「何のため?」疑問の声相次ぐが…本当にパリ五輪女子マラソンで骨折欠場した前田穂南の補欠選手をレースに出さなかったことは日本の“不手際”なのか…鈴木優花は6位入賞の大健闘

 パリ五輪の女子マラソンが11日、パリ市庁舎前からアンバリッドの42.195キロコースで行われ、初出場の鈴木優花(24、第一生命)が2時間24分02秒の自己ベストで6位入賞を果たした。東京五輪8位入賞の一山麻緒(27、資生堂)は2時間34分13秒で51位。日本記録保持者の前田穂南(28、天満屋)が右大腿骨疲労骨折による欠場となり補欠選手だった細田あい(28、エディオン)は日本独自のルールで補欠が解除されていたため代役出場しなかった。金メダルは2時間22分55秒の五輪新記録を叩きだしたシファン・ハッサン(31、オランダ)。

 日本独自に補欠解除期間を設定した

 

 最後は〝壮絶なラスト勝負〟が待っていた。
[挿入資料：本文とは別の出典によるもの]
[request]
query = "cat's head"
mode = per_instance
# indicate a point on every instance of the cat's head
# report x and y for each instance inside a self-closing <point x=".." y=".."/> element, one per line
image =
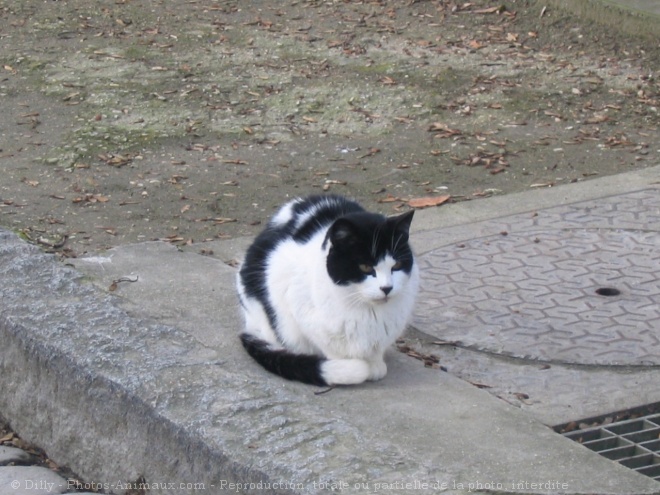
<point x="370" y="253"/>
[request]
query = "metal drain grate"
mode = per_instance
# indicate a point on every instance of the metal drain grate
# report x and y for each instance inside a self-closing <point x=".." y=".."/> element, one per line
<point x="635" y="443"/>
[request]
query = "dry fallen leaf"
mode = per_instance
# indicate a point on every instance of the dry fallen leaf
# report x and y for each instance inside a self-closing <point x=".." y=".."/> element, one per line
<point x="428" y="201"/>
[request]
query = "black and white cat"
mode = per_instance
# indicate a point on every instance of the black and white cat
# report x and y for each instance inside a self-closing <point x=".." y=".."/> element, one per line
<point x="325" y="289"/>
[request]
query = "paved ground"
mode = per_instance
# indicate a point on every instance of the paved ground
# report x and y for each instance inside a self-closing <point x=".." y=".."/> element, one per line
<point x="542" y="308"/>
<point x="155" y="365"/>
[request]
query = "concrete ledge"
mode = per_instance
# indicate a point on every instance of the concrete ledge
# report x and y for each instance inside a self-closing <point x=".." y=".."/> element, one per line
<point x="121" y="398"/>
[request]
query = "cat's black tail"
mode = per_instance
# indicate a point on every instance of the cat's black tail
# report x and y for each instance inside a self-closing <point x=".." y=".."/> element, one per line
<point x="304" y="368"/>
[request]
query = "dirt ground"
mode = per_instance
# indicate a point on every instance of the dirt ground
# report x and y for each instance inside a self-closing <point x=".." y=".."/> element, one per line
<point x="124" y="120"/>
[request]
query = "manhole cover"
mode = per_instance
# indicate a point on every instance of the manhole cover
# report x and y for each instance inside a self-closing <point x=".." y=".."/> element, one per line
<point x="635" y="443"/>
<point x="574" y="296"/>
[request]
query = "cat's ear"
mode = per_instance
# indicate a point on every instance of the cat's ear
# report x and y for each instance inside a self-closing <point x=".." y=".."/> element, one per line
<point x="402" y="222"/>
<point x="342" y="233"/>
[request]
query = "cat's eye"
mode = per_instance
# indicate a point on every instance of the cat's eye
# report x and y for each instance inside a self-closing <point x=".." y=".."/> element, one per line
<point x="366" y="269"/>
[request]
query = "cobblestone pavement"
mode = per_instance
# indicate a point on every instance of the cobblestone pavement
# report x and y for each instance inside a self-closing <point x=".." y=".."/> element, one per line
<point x="557" y="291"/>
<point x="554" y="311"/>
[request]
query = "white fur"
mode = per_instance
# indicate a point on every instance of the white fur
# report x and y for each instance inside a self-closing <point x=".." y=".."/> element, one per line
<point x="352" y="326"/>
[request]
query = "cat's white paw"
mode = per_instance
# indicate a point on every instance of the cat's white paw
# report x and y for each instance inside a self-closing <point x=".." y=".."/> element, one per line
<point x="345" y="371"/>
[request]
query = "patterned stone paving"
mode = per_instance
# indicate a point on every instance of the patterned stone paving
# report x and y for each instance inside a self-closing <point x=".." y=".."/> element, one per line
<point x="531" y="291"/>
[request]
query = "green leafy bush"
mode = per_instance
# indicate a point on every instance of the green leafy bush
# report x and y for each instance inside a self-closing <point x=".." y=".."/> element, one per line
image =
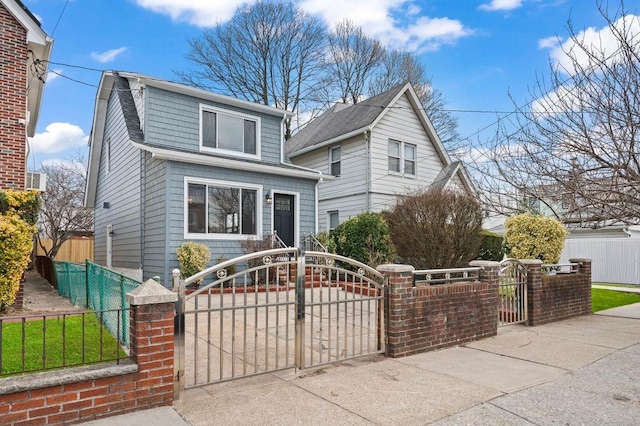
<point x="365" y="238"/>
<point x="529" y="236"/>
<point x="193" y="258"/>
<point x="16" y="244"/>
<point x="25" y="204"/>
<point x="436" y="229"/>
<point x="492" y="247"/>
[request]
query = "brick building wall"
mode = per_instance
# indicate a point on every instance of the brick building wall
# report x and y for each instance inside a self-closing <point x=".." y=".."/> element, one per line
<point x="430" y="317"/>
<point x="13" y="101"/>
<point x="143" y="384"/>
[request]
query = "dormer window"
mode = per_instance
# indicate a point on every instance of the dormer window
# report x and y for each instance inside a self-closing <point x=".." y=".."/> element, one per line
<point x="228" y="132"/>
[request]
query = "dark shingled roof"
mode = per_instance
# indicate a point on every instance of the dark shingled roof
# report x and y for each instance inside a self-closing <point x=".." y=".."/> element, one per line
<point x="341" y="119"/>
<point x="128" y="105"/>
<point x="445" y="176"/>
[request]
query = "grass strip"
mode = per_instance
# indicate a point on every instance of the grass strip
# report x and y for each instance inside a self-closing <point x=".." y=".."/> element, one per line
<point x="56" y="342"/>
<point x="606" y="299"/>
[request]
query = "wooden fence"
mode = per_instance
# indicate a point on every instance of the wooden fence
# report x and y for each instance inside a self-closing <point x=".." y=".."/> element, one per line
<point x="75" y="250"/>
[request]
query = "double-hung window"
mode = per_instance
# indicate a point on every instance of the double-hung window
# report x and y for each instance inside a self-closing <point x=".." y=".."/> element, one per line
<point x="229" y="131"/>
<point x="220" y="209"/>
<point x="334" y="160"/>
<point x="402" y="158"/>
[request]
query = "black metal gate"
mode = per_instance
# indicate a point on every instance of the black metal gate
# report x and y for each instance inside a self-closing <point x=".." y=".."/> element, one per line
<point x="512" y="306"/>
<point x="273" y="310"/>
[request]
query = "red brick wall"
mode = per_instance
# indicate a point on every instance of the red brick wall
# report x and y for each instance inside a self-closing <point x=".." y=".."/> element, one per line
<point x="425" y="318"/>
<point x="13" y="101"/>
<point x="557" y="297"/>
<point x="152" y="386"/>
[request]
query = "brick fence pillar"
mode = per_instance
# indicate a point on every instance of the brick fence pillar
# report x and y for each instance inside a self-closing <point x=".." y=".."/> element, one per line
<point x="535" y="291"/>
<point x="584" y="271"/>
<point x="399" y="305"/>
<point x="152" y="341"/>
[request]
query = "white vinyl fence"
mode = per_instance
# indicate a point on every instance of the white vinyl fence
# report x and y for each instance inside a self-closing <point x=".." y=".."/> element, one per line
<point x="615" y="260"/>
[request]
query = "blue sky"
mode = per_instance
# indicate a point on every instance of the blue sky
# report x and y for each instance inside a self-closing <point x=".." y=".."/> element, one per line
<point x="477" y="51"/>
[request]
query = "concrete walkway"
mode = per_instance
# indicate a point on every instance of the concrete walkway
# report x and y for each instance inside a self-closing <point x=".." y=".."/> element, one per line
<point x="579" y="371"/>
<point x="574" y="372"/>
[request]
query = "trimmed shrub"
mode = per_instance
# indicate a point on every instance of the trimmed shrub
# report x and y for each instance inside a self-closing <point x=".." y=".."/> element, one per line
<point x="193" y="258"/>
<point x="25" y="204"/>
<point x="365" y="238"/>
<point x="492" y="247"/>
<point x="436" y="229"/>
<point x="16" y="244"/>
<point x="529" y="236"/>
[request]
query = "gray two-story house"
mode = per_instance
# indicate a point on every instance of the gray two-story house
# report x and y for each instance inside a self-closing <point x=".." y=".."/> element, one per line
<point x="171" y="163"/>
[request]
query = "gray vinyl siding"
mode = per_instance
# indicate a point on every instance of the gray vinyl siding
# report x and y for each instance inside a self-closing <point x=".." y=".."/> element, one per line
<point x="401" y="125"/>
<point x="173" y="121"/>
<point x="155" y="230"/>
<point x="227" y="248"/>
<point x="120" y="187"/>
<point x="353" y="174"/>
<point x="347" y="207"/>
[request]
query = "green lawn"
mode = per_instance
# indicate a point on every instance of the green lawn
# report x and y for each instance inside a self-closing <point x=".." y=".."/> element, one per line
<point x="605" y="299"/>
<point x="62" y="346"/>
<point x="617" y="285"/>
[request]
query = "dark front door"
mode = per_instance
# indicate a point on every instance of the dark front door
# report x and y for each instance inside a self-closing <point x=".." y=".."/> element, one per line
<point x="284" y="217"/>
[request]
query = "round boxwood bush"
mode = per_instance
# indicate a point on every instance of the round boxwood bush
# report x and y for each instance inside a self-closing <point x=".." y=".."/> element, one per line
<point x="364" y="238"/>
<point x="529" y="236"/>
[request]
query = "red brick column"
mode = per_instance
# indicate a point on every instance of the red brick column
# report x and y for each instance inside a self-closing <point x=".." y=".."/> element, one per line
<point x="429" y="317"/>
<point x="151" y="342"/>
<point x="399" y="305"/>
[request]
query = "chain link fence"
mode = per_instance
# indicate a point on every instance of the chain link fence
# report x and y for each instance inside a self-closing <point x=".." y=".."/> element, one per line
<point x="103" y="290"/>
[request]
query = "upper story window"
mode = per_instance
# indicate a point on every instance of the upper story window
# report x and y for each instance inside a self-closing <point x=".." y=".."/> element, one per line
<point x="218" y="209"/>
<point x="334" y="160"/>
<point x="107" y="155"/>
<point x="402" y="158"/>
<point x="231" y="132"/>
<point x="334" y="219"/>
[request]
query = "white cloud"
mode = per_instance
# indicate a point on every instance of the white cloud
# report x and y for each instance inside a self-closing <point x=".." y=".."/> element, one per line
<point x="603" y="44"/>
<point x="202" y="13"/>
<point x="53" y="74"/>
<point x="549" y="42"/>
<point x="58" y="137"/>
<point x="376" y="17"/>
<point x="496" y="5"/>
<point x="413" y="32"/>
<point x="109" y="55"/>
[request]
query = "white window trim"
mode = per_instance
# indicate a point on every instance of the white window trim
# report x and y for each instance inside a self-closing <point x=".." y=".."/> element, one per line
<point x="220" y="111"/>
<point x="331" y="160"/>
<point x="226" y="184"/>
<point x="296" y="213"/>
<point x="402" y="159"/>
<point x="329" y="212"/>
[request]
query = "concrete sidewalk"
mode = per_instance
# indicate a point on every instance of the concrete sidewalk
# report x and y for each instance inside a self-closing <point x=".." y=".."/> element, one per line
<point x="578" y="371"/>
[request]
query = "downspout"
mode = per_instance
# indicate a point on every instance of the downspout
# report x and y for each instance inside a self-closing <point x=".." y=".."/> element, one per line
<point x="283" y="162"/>
<point x="367" y="146"/>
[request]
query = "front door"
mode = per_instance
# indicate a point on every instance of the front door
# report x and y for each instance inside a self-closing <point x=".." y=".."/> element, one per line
<point x="284" y="217"/>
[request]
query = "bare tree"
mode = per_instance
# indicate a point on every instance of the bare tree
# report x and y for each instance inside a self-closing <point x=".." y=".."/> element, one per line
<point x="63" y="214"/>
<point x="352" y="60"/>
<point x="574" y="153"/>
<point x="400" y="67"/>
<point x="267" y="53"/>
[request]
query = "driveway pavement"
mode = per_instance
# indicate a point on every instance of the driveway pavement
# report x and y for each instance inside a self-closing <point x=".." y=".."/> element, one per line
<point x="581" y="371"/>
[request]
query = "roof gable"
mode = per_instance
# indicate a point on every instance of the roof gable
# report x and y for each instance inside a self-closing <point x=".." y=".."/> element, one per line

10000mと5000mで銅メダルを獲得したハッサンと2時間11分53秒の世界記録を保持するティギスト・アセファ(エチオピア)が激突。42㎞以上を駆け抜けてきながら、トラックレースのようなスパート合戦を繰り広げたのだ。
 勝ったのはハッサンで3つめのメダルを〝金〟で彩った。優勝タイムは五輪新となる2時間22分55秒。言葉を失うほどの〝衝撃的な強さ〟だった。
 世界の怪物たちに必死に食らいついた日本人ランナーがいる。マラソン4回目の2鈴木だ。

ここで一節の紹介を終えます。